Everyone likes a bargain, and that includes us. But in real estate, as in other realms of bargain hunting, bargains are usually in the eye of the beholder. To one person, a run-down property with broken windows and a serious mold problem is a disaster. To another, it is an ugly duckling waiting to be turned into a swan. As you get deeper and deeper into real estate investment, you’ll hear the phrase “buying wholesale” more and more often.
It’s a phrase borrowed from the world of selling goods, where there’s a retail level (the store) and a wholesale level (the company or distributor that sells to the store).In real estate, though, the term wholesale gets a little complicated. In an earlier chapter, we talked about buying a property that had just doubled in price, and yet we were able to sell it in less than a year at double the price again.
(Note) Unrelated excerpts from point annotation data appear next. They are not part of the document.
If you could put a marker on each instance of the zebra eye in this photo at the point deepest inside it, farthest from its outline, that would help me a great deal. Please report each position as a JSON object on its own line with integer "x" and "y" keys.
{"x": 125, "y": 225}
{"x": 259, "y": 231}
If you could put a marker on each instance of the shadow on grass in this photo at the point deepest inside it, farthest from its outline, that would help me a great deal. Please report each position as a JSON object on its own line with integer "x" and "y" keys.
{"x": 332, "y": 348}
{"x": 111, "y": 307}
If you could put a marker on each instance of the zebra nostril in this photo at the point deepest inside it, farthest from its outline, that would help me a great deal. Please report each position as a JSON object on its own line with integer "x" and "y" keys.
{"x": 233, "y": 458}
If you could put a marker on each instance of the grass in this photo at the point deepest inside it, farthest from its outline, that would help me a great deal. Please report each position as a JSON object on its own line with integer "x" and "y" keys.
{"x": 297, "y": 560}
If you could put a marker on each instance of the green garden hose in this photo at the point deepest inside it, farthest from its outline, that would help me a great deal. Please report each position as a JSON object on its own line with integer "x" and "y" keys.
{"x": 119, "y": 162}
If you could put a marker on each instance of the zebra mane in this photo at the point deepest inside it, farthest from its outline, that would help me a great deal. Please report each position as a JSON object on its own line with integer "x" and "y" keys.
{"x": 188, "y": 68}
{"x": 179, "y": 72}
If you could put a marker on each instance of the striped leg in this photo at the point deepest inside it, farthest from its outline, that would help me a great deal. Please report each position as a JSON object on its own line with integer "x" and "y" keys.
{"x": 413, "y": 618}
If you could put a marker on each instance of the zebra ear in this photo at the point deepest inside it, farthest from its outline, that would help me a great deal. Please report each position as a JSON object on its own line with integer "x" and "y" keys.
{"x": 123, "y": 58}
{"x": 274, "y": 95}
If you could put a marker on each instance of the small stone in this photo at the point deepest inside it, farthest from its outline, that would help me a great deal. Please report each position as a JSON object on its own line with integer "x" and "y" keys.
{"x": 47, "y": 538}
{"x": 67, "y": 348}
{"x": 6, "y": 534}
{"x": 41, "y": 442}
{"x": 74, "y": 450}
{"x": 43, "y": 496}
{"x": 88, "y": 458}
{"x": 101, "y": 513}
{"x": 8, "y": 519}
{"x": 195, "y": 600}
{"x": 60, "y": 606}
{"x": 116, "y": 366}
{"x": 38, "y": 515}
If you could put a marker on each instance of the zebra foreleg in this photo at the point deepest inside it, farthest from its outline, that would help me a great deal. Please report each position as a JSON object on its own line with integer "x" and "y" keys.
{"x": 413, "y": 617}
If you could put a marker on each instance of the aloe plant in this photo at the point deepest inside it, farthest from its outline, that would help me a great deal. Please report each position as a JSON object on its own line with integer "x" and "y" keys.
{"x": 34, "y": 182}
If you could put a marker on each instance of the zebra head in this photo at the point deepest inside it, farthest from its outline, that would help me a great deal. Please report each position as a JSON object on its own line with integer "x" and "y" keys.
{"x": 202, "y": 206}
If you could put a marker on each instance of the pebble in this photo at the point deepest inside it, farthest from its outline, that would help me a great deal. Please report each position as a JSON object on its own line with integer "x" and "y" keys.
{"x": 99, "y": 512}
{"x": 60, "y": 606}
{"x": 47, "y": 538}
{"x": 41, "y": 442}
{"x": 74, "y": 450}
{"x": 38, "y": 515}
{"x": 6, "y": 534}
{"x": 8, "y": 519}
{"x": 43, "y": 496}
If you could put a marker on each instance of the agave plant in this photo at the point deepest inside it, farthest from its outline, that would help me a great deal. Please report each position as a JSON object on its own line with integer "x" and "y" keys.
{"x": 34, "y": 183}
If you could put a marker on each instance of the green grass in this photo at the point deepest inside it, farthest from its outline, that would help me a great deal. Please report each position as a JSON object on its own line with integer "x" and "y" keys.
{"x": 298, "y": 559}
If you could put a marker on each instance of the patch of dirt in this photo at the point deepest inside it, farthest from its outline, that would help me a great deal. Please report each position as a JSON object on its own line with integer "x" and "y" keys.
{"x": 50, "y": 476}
Did that mean that we “bought wholesale”? Or were we “retail” customers until the day we sold the property? Additionally, investors often experience sudden changes in their circumstances. A good buy on a property that they planned to fix up can become a problem property for them overnight if the cash they need to fix it up is no longer available. Or maybe a better deal comes along that they don’t want to miss out on, and they need to get their cash out of the property they already own.
One really great thing about real estate is that good deals tend to bring you more good deals, and when that starts to happen, you just can’t buy everything. So keep your eyes on the other guy’s fortunes, good and bad. If he needs to make a quick reshuffle of the deck, this may create good opportunities for you. The third broad category of direct sellers is the “pure” FSBOs.
These are simply property owners (usually owners of single-family homes) who have decided to sell their property themselves to save on the commission. You can find these people advertising their property for sale in the newspapers or by spotting their signs when you drive the neighborhoods you work as an investor.